|Written By: Erica Rawlins|
Program Intern, World Affairs Council of Atlanta
Student, Clark Atlanta University
Traveling overseas to Barcelona, Spain provided the lesson to exercise cultural competence. I took a Spanish language and a cross cultural management course. I gained further knowledge of another country’s culture, language, traditions and ways of business. Upon arriving to Barcelona I was unaware of the primary language spoken, Catalan. Differentiating signs, directions and menus between Catalan and Spanish was quite challenging; however the experience pulled me out of my comfort zone. Looking back now, that obstacle strengthened my linguistic skills and patience. Living in a foreign country broadened my perspective. Often times as Americans we can become so consumed in domestic affairs that we become disinterested in what is going on overseas.This may be seen as arrogance from outsiders, due to the lack of American students living overseas. In fact Open Door reports states one in ten Americans go abroad in their academic career compared to the 72% of foreign students in the United States. In order to truly practice cultural competence one must realize the pace of an ever changing world. Societies are constantly evolving and as Americans we must broaden our global perspective.

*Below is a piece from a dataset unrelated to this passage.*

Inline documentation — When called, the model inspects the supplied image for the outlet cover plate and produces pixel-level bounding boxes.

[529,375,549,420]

There is a major disparity between the different types of American students who study abroad. During my stay I was astonished to see how many students of color were in my classrooms, I could count on my hands the amount of students of color. In past discussions many of my African-American peers cannot fathom the thought of financing and temporarily living overseas. According to the IIE’s open door report 5.6% of African Americans study abroad compared to the 8.8% of Hispanics and 73% of Caucasian students. Many are not aware of the abundant resources students can take advantage of to study abroad. In Barcelona I decided to document my journey and adventures through the social media outlet Snapchat. I wanted my friends to feel as if they were actually experiencing what I was experiencing. As a result, throughout my junior year at Clark Atlanta University I helped and encouraged several classmates to make their dreams a reality.

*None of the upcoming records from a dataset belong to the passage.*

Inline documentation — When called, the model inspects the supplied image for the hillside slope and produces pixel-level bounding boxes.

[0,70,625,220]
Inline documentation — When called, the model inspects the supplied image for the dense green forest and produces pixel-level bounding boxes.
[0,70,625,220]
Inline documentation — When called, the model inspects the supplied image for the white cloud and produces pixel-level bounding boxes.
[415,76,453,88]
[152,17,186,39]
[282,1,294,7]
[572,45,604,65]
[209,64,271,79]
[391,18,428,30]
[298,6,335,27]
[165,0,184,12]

There are various programs encouraging students to venture out of their comfort zone. The IIE program created a program called Generation Abroad. This campaign has a goal to double the number of American students studying in credit or non-credit programs by the end of the decade. Also, President Barack Obama launched an education initiative called 100,000 Strong in the Americas. The goal of the program is to increase U.S. relations with Latin America and the Caribbean. President Obama’s initiative includes expanding study abroad opportunities for both American and international students.

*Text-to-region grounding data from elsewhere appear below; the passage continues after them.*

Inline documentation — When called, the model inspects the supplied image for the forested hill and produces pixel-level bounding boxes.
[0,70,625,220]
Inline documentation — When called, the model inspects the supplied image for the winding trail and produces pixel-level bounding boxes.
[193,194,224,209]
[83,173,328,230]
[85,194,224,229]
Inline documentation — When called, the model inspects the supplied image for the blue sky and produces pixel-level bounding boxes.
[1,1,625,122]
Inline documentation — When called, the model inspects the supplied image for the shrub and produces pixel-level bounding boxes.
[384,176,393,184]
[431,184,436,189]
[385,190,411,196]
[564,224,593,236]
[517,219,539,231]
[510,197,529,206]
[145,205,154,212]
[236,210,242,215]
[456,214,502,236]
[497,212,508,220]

My study abroad experience during the summer of 2015 led me to become interested in foreign affairs. I have a fervent spirit to learn about other cultures and a genuine love for travel. I hope to continue to encourage my peers to study abroad and experience the vast diversity the world offers. As a global citizen, do not hesitate to expand your perspective through study abroad, you would be surprise how fast the world could become your oyster.